Quelle est la valeur de votre concession automobile ?

La valeur de votre immeuble ne doit pas reposer sur le potentiel de redéveloppement. Crédit : Envato
À la suite de mon article sur les quatre points importants de la taxe foncière, publié dans l’édition de mars, je souhaite expliquer un aspect qui soulève souvent des questions chez les propriétaires de concessions automobiles et d’ateliers.
Plusieurs se demandent : « Pourquoi contester ma valeur inscrite au rôle si un promoteur immobilier serait prêt à payer davantage pour mon terrain ? Après tout, la véritable valeur de mon entreprise se trouve peut-être dans mon immeuble plutôt que dans mon fonds de commerce. »
Cette réflexion est légitime. Toutefois, elle confond deux notions fondamentales : la valeur réelle aux fins de la taxation foncière et la valeur marchande dans un contexte de disposition ou de redéveloppement, lorsque l’usage le meilleur et le plus profitable est différent de l’usage actuel.
Au Québec, la Loi sur la fiscalité municipale prévoit que la valeur inscrite au rôle doit refléter la valeur réelle de l’immeuble à la date de référence. Lorsqu’une concession automobile est toujours en exploitation, l’évaluation devrait tenir compte de son utilisation actuelle et des conditions normales du marché. Autrement dit, on évalue un immeuble exploité comme concessionnaire automobile, et non un terrain vacant destiné à un projet futur, lorsque les activités et le fonds de commerce sont toujours bien vivants.
À mon avis, le principe de l’usage le meilleur et le plus profitable ne devrait s’appliquer que lorsqu’un changement d’usage est raisonnablement réalisable à court terme ou lorsque l’usage actuel n’est plus économiquement viable. Ce n’est pas parce qu’un terrain possède un potentiel de redéveloppement qu’il doit automatiquement être évalué comme s’il était déjà destiné à un projet résidentiel ou commercial.
Cette distinction est essentielle. Un acheteur qui acquiert une concession en exploitation ne recherche pas la même chose qu’un promoteur immobilier. Le premier veut un immeuble fonctionnel répondant aux besoins d’un concessionnaire : salle de montre, atelier mécanique, entrepôt de pièces et aménagements spécialisés. Le second s’intéresse principalement au terrain et à son potentiel de redéveloppement, quitte à démolir complètement le bâtiment existant pour le réaliser.
Or, ce potentiel n’est pas toujours immédiatement réalisable. Les délais d’obtention des autorisations, les coûts de démolition, les travaux de décontamination, les contraintes réglementaires, les risques liés au marché ainsi que l’acceptabilité sociale d’un projet peuvent reporter un redéveloppement de plusieurs années. Le phénomène du « pas dans ma cour » (NIMBY) est d’ailleurs bien connu et ralentit fréquemment ce type de projet.
À l’inverse, une concession automobile en exploitation conserve une valeur propre liée à la continuité de ses activités et à son marché spécifique.
Il est donc tout à fait possible qu’une concession présente une valeur inférieure aux fins de la taxation foncière à celle qu’un promoteur immobilier serait prêt à payer dans plusieurs années pour un projet de redéveloppement. Cette différence ne signifie pas que l’évaluation municipale est erronée ; elle rappelle simplement qu’il faut comparer des réalités économiques équivalentes.

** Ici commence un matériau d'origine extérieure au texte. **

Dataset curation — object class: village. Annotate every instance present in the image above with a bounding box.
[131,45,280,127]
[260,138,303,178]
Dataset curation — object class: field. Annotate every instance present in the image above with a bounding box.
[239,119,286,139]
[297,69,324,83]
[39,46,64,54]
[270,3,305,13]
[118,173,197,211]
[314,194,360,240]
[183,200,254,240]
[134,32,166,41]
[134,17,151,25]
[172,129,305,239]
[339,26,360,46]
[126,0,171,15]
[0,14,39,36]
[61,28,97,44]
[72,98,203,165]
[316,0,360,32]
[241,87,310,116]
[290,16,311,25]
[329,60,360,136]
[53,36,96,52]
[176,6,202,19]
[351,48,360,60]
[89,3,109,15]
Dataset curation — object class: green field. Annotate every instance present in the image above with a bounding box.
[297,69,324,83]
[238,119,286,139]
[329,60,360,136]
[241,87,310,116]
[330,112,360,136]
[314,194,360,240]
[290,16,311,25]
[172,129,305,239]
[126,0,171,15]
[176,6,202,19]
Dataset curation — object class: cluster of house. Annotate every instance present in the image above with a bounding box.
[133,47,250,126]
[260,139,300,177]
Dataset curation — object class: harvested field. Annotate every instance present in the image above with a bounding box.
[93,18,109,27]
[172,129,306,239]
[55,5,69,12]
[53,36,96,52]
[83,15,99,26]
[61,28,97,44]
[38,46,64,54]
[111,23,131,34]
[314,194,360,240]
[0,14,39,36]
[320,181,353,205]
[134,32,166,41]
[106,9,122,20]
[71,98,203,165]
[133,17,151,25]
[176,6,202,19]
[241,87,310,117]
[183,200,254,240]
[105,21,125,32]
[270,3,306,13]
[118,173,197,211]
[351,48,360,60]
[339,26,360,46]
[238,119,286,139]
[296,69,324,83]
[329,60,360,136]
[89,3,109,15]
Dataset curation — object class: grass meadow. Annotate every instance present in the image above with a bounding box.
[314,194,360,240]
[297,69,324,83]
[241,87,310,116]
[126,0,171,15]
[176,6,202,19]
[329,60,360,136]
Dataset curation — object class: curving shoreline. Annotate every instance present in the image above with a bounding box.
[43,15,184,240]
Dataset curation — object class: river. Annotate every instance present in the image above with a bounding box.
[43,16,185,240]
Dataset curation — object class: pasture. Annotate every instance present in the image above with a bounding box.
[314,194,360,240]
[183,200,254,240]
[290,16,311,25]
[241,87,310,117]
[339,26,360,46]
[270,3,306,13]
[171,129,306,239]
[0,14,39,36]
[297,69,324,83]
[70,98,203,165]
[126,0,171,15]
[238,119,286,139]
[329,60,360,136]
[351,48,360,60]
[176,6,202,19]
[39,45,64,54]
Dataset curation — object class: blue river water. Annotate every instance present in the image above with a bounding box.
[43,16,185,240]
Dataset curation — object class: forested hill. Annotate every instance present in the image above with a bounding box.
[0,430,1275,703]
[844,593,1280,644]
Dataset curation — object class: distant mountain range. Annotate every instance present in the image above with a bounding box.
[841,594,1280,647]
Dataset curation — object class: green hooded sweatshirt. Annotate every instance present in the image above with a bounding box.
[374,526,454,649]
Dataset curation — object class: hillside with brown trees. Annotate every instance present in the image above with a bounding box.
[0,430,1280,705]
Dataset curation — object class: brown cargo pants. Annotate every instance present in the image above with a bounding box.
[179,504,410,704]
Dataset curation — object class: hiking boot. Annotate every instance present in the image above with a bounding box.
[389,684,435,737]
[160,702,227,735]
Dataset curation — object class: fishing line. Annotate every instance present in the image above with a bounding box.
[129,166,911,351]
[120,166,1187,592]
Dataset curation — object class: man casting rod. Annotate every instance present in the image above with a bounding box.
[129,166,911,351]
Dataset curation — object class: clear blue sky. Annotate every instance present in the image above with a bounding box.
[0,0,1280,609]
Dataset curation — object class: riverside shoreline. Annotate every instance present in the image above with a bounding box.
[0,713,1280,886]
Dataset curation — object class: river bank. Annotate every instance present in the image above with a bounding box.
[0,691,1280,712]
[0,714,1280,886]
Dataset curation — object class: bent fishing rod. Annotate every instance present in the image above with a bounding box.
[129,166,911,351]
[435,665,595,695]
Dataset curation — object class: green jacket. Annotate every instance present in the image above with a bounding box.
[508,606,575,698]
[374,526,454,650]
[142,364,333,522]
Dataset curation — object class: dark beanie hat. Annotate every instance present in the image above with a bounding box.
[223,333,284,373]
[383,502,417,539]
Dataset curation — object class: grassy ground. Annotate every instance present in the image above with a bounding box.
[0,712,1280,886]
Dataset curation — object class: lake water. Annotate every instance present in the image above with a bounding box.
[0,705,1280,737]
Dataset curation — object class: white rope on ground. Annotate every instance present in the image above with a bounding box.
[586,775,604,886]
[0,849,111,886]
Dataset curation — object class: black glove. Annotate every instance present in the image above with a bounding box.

La véritable question est la suivante : pourquoi payer aujourd’hui des taxes foncières sur une valeur fondée sur une hypothèse de redéveloppement à moyen ou long terme, alors que vous avez l’intention de poursuivre vos activités de concessionnaire ? Une valeur spéculative ne devrait pas servir de base à la taxation d’une entreprise qui est toujours en exploitation.
Mon père me disait souvent : « On traverse le pont lorsqu’on est rendu au pont. » Cette expression résume bien la situation. Tant que l’intention est de poursuivre les activités de l’entreprise, la valeur devrait refléter cette réalité et non un scénario hypothétique de redéveloppement.
En résumé, la valeur d’une concession automobile en exploitation ne devrait pas être assimilée automatiquement à celle d’un terrain destiné à être redéveloppé. Comprendre cette distinction permet aux propriétaires d’évaluer avec justesse la pertinence d’une demande de révision et d’éviter de payer des taxes fondées sur une hypothèse qui ne correspond pas à la réalité de leur immeuble.
Jean-Philippe Choquette É.A.
Bio : Diplômé en évaluation et estimation du bâtiment, M. Choquette se spécialise dans la contestation des évaluations municipales.